In summary

California needs to move more quickly toward cleaner, safer, more reliable and affordable energy sources.

By Kevin Sagara

Kevin Sagara is chairman of San Diego Gas & Electric and Southern California Gas, kevinsagara@sempra.com.

Chris Cramer, Special to CalMatters

Chris Cramer is past chair of the California Restaurant Association and California Craft Brewers Association, ccramer@karlstrauss.com.

As essential service providers, utilities are responsible for helping to ensure the health and well-being of our communities. The weight of that responsibility has gotten heavier as climate change and the pandemic take its toll on our beautiful state and the people who live here.  

As summers become hotter, droughts longer, forests drier and wildfires more destructive, pressures are also mounting on the electrical system – the backbone of our economy and quality of life. 

It’s unimaginable that the world’s fifth largest economy is worried about keeping the lights on, when many California businesses are already struggling for survival because of COVID-19.  For example, the pandemic has decimated our state’s restaurant industry, which has generated more sales tax revenue than any other industry, nearly $7 billion annually. It has similarly devastated California’s craft breweries, which contribute $9.01 billion annually to the state’s economy and pay more than $906 million in state and local taxes. 

Many of the 90,000 restaurants owned by independent proprietors and 1,050 craft breweries are fighting to stay afloat. About 1.5 million workers in these industries are also struggling to make ends meet. Additionally, more than 50% of California’s restaurants and craft breweries are owned by people of color, who are disproportionately impacted by our worsening climate. 

Recent rolling blackouts – the root causes of which were identified in a newly released report – were yet another reminder of how critical a reliable energy system is to our economy and the ability to keep vital businesses open, generating revenue and providing jobs. 
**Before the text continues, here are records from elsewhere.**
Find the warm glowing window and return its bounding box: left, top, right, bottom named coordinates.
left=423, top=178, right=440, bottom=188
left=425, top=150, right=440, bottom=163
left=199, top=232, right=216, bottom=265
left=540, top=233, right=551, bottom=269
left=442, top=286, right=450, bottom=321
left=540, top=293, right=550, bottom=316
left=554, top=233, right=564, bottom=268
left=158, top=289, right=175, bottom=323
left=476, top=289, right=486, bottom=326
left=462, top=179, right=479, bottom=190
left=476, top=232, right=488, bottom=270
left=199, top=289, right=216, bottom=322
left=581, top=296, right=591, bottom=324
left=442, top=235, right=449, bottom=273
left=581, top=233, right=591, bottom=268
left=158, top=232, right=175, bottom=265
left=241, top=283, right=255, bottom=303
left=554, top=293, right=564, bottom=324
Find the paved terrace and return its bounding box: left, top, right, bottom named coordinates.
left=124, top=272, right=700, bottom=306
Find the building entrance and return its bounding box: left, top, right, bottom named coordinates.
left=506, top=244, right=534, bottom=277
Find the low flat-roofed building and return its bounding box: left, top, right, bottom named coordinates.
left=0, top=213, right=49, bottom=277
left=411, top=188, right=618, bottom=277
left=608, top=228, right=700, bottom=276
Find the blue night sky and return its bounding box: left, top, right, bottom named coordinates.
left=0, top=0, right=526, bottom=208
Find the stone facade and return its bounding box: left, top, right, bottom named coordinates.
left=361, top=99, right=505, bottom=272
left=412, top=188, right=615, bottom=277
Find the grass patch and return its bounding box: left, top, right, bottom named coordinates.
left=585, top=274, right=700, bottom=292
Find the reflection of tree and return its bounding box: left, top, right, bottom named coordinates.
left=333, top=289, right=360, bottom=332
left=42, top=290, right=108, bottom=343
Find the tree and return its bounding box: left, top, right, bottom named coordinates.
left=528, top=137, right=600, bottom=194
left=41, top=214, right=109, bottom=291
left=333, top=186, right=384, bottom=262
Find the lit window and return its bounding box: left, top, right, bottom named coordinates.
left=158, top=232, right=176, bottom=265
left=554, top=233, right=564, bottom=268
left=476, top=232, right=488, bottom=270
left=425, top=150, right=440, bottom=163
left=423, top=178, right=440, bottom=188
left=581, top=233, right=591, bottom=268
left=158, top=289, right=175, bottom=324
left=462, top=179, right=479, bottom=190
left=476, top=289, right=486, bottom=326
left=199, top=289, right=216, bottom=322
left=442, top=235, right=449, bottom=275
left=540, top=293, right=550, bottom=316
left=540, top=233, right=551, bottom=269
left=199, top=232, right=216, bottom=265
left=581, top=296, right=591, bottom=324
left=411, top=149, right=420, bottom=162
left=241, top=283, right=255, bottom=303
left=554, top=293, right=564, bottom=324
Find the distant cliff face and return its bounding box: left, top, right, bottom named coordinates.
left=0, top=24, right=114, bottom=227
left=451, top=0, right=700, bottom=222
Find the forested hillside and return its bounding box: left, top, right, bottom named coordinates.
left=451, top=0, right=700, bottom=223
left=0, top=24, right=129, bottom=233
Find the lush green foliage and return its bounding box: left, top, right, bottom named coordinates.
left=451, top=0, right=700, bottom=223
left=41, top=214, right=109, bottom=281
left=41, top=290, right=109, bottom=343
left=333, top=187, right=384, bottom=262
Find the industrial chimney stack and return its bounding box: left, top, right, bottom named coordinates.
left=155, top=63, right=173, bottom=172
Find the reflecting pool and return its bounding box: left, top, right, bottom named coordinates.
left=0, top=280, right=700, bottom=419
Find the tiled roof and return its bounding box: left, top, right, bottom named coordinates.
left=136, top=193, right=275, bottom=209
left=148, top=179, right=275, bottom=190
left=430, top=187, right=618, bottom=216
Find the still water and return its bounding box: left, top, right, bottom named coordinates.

For California to rebound economically and successfully address the growing severity of climate change, a cohesive and effective roadmap to achieve cleaner, safer, more reliable and affordable energy is required: 

  • More renewable energy and flexible generation. California will continue to excel in producing renewable energy.  But we must solve how to make use of the oversupply of solar power produced mid-day. Parallel investments in long-duration energy storage, fuel cells and existing natural gas power plants, which over time can be converted to more clean fuels like hydrogen and renewable natural gas, are key. Natural gas infrastructure backs up renewables and is an affordable second energy system, especially for the state’s restaurant industry. Decarbonizing it while creating more resiliency means the lights stay on when the sun isn’t shining or the wind blowing. Let’s also take a look at using more demand response technologies that conserve energy when demand is the highest. As an added benefit, CO2 emissions are reduced at the same time.
  • A safer, more resilient electric grid. Additional innovation, technology implementation, strategic undergrounding and ongoing enhancements to continue to operate safely matters. Why? Consider that 90 million metric tons of carbon dioxide have been emitted so far this wildfire season. By comparison, the entire electric system produces approximately 60 million tons of CO2 annually.  Preventing wildfires means safer communities and better air.
  • Cleaner transportation. While in state electricity accounts for just 9% of emissions, transportation is woefully behind at 41% and must be addressed if we are to meet the state’s climate goals. Air quality will improve when we pick up the adoption pace of electric vehicles.  
  • Affordable energy. Evidence of severe systemic disparities confirms that we must maintain affordability. By investing in research and deployment of new, cost-effective technologies, California leads in developing renewable electricity. Let’s do the same for the natural gas grid, transportation, agriculture, industry and buildings. No one technology or solution will reduce greenhouse gas emissions from all these sectors and putting all our eggs in one basket isn’t practical or smart. California is a forerunner in the climate change fight and should make sure our climate policies can be replicated.  Affordability is central to this.  

The exact path to 100% zero-carbon electricity is unknown but must assure safety, reliability, resiliency and affordability. While we push to accelerate decarbonization, we must also strive to ensure the present survival and ultimately, the revival of our cherished California restaurant and craft brewing industries which help define our state’s unique character.

California is an innovation powerhouse. Now is the time for action. California needs to move more quickly toward cleaner, safer, more reliable and affordable energy outcomes.